Career: Fashion Designers

If you spend endless hours poring through fashion magazines or putting together your own new looks, you may want to consider a career in fashion design. Using their flair for color and style, designers create trendy new fashions as well as practical garments, such as sportswear. Fashion design is also a labor of love, requiring long hours and little chance of superstardom -- but for many, the work itself is the reward.
Fashion designers use flair and know-how to create everything from hospital uniforms to the eye-popping outfits worn by rock stars and models.
“Fashion is architecture.”
Coco Chanel
Are You Ready To...?
- Invent new designs
- Choose fabrics
- Attend fashion shows
- Collaborate with a team
- Keep up with trends
- Work hard to build a career and keep it
It Helps to Be...
Full of drive and ambition: the glamorous allure of the fashion world draws a lot of competition. You’ll also need to have the talent and the artistic vision to back it up.
Make High School Count
- Study art. It will help you develop the eye for color, design, and proportion that you’ll need.
- Sign up for home ec and learn how to sew.
- Sharpen your math skills: measurement and proportion are fundamental to good design.

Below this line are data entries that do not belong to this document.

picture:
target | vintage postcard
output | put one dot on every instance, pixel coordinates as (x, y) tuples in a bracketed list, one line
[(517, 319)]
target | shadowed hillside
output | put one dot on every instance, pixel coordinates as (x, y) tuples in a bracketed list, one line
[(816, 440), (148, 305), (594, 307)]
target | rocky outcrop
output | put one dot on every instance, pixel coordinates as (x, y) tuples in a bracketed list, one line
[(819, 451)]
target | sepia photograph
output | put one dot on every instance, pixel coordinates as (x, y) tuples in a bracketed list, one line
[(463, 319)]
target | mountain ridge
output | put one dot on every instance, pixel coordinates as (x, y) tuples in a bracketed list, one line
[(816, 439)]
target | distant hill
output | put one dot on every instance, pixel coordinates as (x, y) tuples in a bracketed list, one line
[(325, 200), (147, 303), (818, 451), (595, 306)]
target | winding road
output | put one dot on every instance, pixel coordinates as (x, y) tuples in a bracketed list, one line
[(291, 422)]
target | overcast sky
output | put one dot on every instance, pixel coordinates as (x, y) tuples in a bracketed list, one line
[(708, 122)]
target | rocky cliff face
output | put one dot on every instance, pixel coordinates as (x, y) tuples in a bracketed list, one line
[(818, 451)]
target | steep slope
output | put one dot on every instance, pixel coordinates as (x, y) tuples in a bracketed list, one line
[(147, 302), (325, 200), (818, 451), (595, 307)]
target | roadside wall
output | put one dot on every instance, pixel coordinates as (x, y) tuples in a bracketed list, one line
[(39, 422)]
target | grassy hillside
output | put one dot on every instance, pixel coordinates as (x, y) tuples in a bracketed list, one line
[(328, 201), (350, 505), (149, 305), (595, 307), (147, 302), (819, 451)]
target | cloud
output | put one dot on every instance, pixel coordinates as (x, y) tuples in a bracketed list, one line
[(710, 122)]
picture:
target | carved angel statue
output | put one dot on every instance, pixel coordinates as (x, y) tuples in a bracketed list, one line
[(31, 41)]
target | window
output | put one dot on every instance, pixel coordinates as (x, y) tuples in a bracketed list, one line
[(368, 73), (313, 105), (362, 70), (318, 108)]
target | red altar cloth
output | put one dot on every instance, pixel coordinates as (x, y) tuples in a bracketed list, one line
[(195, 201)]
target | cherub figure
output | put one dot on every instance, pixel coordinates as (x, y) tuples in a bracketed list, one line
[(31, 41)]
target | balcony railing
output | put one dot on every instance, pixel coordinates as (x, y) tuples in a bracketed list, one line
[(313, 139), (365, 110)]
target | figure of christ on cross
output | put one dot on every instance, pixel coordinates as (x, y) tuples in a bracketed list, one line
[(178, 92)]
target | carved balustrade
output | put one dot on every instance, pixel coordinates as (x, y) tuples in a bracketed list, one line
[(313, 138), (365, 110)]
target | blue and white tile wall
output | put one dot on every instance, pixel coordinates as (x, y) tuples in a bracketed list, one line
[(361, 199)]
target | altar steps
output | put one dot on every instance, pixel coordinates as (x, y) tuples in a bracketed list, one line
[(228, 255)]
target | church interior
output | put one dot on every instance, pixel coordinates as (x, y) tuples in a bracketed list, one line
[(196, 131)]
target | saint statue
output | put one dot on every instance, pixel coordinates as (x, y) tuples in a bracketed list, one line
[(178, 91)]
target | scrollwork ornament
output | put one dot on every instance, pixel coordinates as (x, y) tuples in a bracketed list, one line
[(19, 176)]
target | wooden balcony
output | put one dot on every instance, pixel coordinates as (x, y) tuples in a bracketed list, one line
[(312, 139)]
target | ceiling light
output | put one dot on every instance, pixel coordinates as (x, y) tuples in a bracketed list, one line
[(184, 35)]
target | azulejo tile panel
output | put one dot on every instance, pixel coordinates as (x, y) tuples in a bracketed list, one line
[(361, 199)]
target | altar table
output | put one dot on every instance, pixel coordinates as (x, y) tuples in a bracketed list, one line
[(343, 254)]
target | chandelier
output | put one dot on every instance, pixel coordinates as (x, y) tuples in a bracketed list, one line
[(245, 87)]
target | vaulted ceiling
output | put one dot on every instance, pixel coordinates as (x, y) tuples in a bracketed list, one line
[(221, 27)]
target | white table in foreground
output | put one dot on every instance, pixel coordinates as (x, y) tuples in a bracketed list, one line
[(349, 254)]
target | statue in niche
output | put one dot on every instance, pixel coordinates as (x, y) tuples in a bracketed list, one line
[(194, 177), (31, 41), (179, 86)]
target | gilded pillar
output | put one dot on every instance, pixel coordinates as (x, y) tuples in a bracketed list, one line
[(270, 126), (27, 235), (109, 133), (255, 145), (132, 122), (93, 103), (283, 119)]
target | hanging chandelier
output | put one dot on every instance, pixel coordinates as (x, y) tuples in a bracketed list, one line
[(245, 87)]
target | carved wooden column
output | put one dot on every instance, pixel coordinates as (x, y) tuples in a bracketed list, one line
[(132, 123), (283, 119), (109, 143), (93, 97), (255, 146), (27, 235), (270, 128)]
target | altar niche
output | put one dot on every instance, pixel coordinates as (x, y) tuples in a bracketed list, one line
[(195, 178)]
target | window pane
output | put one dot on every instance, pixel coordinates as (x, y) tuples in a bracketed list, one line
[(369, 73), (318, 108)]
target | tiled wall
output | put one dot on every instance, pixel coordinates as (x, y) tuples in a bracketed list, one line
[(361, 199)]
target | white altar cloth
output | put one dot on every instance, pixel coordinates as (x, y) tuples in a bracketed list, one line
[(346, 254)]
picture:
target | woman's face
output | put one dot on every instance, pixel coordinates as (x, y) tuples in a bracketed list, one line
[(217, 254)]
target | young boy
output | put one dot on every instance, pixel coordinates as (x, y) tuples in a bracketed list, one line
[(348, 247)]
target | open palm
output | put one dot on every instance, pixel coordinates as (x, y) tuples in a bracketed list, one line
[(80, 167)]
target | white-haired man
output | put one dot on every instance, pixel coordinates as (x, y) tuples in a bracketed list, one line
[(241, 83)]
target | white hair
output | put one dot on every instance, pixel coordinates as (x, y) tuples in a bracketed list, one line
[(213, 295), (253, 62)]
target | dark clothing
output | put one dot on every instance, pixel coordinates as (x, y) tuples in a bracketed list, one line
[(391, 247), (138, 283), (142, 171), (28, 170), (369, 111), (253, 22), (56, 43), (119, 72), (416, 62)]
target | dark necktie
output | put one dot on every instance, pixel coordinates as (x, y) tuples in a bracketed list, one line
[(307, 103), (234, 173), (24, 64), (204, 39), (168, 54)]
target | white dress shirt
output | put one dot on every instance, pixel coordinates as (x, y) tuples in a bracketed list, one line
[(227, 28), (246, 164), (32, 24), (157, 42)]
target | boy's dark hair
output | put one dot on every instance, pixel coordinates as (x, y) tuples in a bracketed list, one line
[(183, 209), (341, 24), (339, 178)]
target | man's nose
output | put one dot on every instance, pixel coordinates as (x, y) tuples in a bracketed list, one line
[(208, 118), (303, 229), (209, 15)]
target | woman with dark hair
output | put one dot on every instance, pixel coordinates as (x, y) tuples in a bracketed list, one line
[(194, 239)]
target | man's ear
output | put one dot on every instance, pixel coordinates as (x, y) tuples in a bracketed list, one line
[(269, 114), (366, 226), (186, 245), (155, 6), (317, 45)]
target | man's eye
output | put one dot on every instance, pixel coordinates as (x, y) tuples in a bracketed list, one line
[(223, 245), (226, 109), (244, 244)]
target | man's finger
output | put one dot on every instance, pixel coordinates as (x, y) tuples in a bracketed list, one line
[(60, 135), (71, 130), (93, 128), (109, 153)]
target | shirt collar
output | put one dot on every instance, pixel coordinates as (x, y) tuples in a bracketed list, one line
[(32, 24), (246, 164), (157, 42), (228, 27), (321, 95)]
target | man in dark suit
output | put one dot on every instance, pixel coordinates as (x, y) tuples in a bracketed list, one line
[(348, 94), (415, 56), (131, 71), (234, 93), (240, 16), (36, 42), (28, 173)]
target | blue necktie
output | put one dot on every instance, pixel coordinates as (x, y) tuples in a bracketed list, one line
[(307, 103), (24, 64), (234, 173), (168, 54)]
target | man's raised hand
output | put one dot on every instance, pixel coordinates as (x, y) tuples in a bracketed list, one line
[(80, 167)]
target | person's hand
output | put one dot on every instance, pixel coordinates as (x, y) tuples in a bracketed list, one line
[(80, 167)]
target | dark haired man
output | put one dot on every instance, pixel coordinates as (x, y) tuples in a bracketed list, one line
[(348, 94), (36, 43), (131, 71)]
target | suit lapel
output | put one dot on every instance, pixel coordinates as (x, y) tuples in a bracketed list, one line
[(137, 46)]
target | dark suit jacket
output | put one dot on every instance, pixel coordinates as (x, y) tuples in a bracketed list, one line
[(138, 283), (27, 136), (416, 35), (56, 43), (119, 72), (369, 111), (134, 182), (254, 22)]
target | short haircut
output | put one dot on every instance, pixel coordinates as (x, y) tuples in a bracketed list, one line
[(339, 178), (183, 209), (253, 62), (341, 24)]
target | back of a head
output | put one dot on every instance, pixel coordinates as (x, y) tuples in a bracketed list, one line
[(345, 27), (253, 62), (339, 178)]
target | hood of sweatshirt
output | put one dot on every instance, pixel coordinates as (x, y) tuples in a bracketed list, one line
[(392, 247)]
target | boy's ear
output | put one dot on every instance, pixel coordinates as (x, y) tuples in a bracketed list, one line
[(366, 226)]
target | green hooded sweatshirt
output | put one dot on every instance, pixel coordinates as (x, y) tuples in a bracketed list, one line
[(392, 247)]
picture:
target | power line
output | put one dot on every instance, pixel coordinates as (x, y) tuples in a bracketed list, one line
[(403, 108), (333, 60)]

- Try your hand at costuming by working on the school play.
Did You Know?
- Fashion came into its own when Elias Howe invented the sewing machine in 1846, making it possible to reproduce garments cheaply and rapidly.
Outlook
Jobs for fashion designers are expected to grow more slowly than the average for all careers through 2016, according to government economists. Clothing manufacturers continue to make clothes overseas -- in countries where workers earn less -- slowing job growth. Work creating clothing for department stores and chain stores should be more plentiful than work creating high-priced luxury items.
Compensation
The U.S. Bureau of Labor Statistics reports an average annual income of $71,400 for fashion designers in 2008.